Tuesday, June 17, 2008

EA makes a big strategic blunder...

I've been a little delinquent in writing of late, but will soon be updating this blog regularly again. A number of things have been sucking away at my time and it seems like there's never enough time to get to a few things that I've been wanting to do for a while. However, today I'm writing a brief PSA and a shining example of terrible strategy. It seems like the powers that be at EA have chosen to implement a new DRM scheme on their PC games that allows only three "activations" per license. Let me explain what constitutes a new activation in their books:
  1. Changing your hardware. Game running slow? Need a new graphics card? Oops! There goes an activation. Hard disk died? Oops!
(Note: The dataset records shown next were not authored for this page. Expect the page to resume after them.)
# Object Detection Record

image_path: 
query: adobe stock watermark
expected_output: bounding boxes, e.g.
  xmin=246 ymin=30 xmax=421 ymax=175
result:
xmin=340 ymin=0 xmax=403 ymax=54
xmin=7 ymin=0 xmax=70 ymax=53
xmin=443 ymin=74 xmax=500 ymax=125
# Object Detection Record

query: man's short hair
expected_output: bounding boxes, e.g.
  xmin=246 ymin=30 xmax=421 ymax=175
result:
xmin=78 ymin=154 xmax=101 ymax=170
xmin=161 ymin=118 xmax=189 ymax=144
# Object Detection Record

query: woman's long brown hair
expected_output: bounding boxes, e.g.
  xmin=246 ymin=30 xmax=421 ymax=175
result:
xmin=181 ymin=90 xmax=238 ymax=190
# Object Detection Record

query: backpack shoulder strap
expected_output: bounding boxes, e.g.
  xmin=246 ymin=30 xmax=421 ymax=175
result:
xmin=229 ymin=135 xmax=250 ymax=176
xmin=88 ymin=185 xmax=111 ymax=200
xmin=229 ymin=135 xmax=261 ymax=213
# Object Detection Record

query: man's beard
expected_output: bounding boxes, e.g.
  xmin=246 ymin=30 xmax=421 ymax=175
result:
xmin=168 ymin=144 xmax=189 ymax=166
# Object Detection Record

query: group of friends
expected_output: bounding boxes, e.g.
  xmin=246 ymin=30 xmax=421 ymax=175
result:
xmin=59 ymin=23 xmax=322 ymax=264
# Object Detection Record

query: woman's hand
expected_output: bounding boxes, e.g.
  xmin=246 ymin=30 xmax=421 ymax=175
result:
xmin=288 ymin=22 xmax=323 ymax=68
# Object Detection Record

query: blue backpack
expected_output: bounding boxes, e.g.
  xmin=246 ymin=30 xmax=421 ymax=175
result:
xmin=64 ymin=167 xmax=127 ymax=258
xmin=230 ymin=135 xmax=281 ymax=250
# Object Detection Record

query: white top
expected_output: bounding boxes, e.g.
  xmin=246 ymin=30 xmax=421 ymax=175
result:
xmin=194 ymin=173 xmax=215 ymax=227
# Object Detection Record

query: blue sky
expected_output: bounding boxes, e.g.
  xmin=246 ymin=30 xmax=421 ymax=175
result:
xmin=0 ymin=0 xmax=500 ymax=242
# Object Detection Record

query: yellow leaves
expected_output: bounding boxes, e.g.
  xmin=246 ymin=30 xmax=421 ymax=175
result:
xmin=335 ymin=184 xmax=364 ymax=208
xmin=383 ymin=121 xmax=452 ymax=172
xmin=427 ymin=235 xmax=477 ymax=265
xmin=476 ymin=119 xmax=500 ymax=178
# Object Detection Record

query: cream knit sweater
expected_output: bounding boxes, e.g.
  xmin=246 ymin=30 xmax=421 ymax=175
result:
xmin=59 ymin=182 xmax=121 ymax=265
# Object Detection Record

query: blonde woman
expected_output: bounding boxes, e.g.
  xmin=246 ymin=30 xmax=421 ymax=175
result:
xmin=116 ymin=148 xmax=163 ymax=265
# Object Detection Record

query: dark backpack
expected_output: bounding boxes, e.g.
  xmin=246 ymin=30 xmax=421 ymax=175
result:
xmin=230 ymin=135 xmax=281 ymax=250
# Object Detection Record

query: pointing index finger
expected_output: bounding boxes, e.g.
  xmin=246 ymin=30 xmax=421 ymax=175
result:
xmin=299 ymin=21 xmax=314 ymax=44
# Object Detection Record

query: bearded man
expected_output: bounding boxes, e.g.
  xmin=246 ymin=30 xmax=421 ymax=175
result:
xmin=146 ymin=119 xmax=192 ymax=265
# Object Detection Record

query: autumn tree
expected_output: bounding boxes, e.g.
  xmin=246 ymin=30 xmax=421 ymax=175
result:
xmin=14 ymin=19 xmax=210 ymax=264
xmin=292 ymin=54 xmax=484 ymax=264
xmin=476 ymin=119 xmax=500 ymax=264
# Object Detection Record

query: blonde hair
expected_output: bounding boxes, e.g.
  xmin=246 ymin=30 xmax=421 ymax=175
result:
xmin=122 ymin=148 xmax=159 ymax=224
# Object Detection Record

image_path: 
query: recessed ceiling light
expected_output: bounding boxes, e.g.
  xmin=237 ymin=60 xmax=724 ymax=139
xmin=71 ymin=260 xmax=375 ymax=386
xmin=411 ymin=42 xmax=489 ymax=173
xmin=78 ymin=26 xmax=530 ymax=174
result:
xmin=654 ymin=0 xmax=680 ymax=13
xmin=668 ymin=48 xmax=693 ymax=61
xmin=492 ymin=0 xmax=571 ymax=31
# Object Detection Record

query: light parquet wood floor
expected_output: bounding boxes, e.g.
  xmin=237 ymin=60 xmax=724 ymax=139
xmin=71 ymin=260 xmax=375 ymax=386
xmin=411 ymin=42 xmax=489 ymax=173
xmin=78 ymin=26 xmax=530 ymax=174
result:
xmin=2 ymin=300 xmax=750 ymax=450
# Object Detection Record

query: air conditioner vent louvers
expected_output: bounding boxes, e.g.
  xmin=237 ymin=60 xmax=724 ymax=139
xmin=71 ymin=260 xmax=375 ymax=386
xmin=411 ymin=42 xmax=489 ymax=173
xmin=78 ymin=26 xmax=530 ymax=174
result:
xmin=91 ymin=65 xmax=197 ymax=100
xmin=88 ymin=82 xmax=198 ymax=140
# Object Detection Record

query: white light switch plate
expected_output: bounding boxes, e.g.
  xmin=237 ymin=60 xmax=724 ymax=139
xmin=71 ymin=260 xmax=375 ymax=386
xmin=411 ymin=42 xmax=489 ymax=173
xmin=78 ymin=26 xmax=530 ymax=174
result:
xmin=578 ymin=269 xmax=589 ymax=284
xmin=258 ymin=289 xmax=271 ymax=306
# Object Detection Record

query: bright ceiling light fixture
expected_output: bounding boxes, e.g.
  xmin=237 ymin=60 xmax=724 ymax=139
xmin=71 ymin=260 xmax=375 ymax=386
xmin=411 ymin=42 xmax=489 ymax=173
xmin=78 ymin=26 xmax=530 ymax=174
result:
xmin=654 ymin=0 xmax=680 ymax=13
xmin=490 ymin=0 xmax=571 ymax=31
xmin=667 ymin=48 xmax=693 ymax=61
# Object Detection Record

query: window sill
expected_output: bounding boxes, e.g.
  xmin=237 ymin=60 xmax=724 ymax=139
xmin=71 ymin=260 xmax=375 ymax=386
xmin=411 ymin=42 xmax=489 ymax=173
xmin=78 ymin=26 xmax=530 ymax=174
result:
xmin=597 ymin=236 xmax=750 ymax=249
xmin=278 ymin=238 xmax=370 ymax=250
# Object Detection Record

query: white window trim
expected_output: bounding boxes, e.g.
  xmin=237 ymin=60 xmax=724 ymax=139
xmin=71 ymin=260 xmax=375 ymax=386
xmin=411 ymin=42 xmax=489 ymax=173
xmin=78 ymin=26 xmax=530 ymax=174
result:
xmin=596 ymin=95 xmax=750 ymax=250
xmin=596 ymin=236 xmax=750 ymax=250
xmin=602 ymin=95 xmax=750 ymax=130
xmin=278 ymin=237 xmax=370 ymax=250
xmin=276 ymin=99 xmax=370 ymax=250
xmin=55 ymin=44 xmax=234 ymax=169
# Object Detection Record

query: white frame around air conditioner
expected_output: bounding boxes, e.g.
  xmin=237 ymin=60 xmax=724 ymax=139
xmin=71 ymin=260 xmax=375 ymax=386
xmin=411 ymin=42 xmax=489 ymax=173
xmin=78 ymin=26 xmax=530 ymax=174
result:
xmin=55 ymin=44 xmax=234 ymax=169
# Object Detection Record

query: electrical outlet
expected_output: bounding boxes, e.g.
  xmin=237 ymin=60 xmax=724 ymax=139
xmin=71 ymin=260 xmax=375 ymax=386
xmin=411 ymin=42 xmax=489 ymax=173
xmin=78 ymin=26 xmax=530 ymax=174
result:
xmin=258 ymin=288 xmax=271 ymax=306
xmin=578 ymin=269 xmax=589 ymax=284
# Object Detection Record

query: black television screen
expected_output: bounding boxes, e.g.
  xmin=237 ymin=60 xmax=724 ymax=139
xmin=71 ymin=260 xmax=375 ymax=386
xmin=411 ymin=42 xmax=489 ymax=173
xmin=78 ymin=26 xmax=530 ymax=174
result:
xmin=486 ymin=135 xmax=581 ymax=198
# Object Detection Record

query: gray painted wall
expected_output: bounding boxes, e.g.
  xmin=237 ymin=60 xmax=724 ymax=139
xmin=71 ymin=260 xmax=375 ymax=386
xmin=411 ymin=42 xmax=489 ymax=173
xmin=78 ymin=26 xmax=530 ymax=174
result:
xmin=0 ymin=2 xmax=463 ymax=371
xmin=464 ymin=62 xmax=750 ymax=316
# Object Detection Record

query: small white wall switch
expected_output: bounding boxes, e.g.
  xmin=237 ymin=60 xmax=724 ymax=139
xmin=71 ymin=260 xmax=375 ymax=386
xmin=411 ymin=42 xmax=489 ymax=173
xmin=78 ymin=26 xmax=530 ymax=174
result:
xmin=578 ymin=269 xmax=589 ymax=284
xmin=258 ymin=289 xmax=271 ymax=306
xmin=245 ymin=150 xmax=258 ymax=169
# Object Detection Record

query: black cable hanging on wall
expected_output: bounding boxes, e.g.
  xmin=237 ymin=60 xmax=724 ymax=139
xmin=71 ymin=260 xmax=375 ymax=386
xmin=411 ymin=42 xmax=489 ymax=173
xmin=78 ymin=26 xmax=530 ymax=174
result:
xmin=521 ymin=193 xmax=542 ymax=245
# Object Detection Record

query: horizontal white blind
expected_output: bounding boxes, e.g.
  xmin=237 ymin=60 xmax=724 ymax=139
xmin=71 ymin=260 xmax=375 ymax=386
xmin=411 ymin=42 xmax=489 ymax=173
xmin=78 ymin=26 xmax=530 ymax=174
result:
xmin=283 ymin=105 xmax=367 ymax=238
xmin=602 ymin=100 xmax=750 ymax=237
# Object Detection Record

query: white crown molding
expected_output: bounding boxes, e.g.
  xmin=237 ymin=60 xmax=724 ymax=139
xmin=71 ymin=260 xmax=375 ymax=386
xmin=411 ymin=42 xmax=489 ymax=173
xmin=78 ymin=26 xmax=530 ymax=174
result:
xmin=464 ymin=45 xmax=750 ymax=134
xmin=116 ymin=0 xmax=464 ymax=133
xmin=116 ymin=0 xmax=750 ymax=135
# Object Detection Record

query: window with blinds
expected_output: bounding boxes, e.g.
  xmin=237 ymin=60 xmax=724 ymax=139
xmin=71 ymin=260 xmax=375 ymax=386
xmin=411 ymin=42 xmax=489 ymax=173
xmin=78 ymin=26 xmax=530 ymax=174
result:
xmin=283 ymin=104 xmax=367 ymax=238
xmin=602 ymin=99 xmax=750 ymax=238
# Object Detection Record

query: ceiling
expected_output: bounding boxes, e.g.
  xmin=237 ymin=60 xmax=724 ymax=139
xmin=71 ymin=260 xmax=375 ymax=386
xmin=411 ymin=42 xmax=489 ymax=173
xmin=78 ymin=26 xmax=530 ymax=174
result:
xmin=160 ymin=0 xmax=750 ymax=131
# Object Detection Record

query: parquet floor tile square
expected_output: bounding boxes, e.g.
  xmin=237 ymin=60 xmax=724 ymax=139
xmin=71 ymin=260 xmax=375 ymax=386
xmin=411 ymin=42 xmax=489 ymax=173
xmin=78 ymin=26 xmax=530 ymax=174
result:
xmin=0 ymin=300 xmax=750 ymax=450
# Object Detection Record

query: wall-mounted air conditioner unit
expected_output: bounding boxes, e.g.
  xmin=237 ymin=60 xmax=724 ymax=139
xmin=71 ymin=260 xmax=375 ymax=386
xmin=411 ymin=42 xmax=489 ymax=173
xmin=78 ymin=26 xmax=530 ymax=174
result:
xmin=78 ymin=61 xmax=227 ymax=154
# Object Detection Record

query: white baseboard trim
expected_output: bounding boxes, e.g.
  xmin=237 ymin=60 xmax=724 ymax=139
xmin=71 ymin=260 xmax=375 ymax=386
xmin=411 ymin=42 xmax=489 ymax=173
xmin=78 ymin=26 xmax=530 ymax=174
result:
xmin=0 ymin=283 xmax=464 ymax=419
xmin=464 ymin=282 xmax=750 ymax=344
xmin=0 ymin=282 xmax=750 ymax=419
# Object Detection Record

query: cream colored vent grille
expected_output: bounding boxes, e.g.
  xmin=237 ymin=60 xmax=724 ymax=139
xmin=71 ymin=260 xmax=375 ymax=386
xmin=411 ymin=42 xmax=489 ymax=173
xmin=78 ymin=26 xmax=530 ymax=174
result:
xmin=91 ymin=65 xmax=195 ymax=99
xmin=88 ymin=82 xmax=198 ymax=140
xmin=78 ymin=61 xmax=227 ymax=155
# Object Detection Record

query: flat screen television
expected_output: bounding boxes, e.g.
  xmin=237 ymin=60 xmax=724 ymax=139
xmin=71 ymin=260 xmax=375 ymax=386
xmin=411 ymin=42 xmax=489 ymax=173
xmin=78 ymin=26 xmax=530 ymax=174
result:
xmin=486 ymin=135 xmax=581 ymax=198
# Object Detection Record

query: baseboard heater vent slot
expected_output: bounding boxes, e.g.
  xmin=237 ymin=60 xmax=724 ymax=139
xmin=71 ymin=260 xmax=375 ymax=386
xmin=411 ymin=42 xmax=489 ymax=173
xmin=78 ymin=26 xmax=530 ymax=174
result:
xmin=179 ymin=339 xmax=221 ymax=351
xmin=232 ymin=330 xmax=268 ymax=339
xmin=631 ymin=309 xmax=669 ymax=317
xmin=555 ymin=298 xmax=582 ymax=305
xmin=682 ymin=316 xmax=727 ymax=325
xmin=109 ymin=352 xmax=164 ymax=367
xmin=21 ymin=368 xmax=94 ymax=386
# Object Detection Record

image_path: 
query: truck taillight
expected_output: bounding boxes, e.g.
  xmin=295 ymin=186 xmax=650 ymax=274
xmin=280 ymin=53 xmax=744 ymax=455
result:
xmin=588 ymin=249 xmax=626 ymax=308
There goes an activation... etc.
  2. Installing the game on a new computer - even if you uninstalled the game from the old computer.
  3. Reinstalling your OS. None of us have *ever* had to reinstall Windows have we?
It's the most boneheaded piece of strategy I've heard of. Want to get more sales? Treat your customers like thieves and make them pay for the same thing over and over again. It also sounds illegal to me (although I am not a lawyer) - it appears to be, at the very least, a violation of the First Sale Doctrine - you won't ever be able to sell your game once you're done with it.

So, lest they forget that strategy is about customers (and competition that tries to steal them from you) ... vote with your pocketbook. You have a choice - avoid EA's PC games ... and any other publisher that foists this kind of ridiculously crippled product on you.